Cuando hablamos de Alzheimer inevitablemente nos referimos a una catástrofe con fecha de inicio, pero sin fecha de término conocida. Es una enfermedad que aumenta en el mundo y afecta no solo a la persona que la sufre, sino que, a toda su familia, arrastrando un enorme y progresivo peso emocional que requerirá un potente apoyo profesional.
La enfermedad de Alzheimer que fue descrita por primera vez en 1901 es un tipo de demencia, lo que para la Organización Mundial de la Salud (OMS) incluye varias enfermedades que afectan a la memoria, el pensamiento y la capacidad para realizar actividades cotidianas. En el mundo más de 36 millones de personas sufren patologías que producen demencia y que involucran el deterioro de funciones como el pensamiento. Dentro de estas, el Alzheimer resulta ser la más frecuente con el 60 o 70% de los casos.
En Chile son más de 200.000 personas quienes padecen Alzheimer. Se caracteriza por el déficit temprano de la memoria reciente, deterioro que continua con trastornos de comunicación (afasias), dificultades para realizar movimientos cotidianos (apraxias) y, además, la dificultad para reconocer personas, objetos o sensaciones que antes reconocían naturalmente (agnosia).
Anatómicamente en el cerebro disminuirá la corteza cerebral que contiene las funciones de este en distintas áreas, mientras en paralelo, aumentan los surcos que separan estas distintas zonas de la corteza.
Su inicio es entre los 40 y los 90 años, siendo más frecuente después de los 65 años de edad. Para su diagnóstico existe un conjunto de acciones neurológicas, psiquiátricas y neuropsicológicas. En este proceso, junto con entrevistar a la persona, es fundamental consultar a la familia y construir su historial de vida y educación, a su vez, reconocer los hitos que marcaron las pérdidas cognitivas iniciales y la progresión que ha tenido.
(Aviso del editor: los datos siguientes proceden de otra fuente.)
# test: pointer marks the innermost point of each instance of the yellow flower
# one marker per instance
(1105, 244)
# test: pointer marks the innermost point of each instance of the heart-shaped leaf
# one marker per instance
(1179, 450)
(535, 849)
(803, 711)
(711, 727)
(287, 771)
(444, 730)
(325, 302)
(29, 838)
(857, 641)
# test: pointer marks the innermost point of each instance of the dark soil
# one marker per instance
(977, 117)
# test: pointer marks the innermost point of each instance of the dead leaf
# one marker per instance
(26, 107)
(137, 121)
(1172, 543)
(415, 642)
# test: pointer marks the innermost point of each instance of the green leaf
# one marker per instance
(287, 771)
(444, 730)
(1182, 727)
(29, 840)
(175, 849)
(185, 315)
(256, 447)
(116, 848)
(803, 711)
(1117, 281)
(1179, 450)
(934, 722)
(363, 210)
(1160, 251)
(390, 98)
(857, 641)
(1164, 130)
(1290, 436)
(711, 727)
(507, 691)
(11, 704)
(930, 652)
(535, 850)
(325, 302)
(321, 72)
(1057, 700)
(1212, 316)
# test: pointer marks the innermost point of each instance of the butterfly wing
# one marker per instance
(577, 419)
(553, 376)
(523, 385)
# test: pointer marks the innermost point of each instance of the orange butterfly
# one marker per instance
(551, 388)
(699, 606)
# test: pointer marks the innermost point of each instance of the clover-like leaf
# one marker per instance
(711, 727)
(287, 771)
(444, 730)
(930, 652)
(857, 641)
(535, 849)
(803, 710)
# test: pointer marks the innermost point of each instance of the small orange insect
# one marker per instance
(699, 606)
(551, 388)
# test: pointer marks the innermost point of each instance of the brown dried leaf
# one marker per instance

La suma de los síntomas llevará a la incapacidad laboral y social, requiriendo en cada etapa de apoyo, acompañamiento familiar y soporte al mismo grupo familiar.
El tratamiento incluye el uso de variados fármacos que se recetan solo si se evidencian algunas mejoras cognitivas al usarlos, pues no están exentos de riesgos. Además de los medicamentos, se debe potenciar un tratamiento biopsicosocial, siendo el apoyo interdisciplinar tanto a quien sufre la enfermedad como a su familia, un elemento vital para favorecer la salud mental del grupo familiar.
Destaca en el tratamiento no farmacológico el potenciar acciones como conservar las actividades de la vida diaria (AVD), para prolongar la autonomía funcional e independencia. También se incluye la estimulación cognitiva proveyendo de un ambiente seguro y familiar, y etiquetar elementos caseros, entre otras acciones.
Independiente del tratamiento usado, sin duda el acompañamiento a ese ser humano a quien poco a poco se le va a ir desvaneciendo el mundo interno que construyó, requerirá de un ambiente emocional lo más equilibrado posible. Por ello un objetivo que debe procurar la sociedad es el mantener la dignidad de la persona en todas las etapas de la enfermedad, reforzando la autoestima, potenciando que mantenga la comunicación social y buscando en definitiva el mejorar su calidad de vida mientras transita hacia un silencio interno.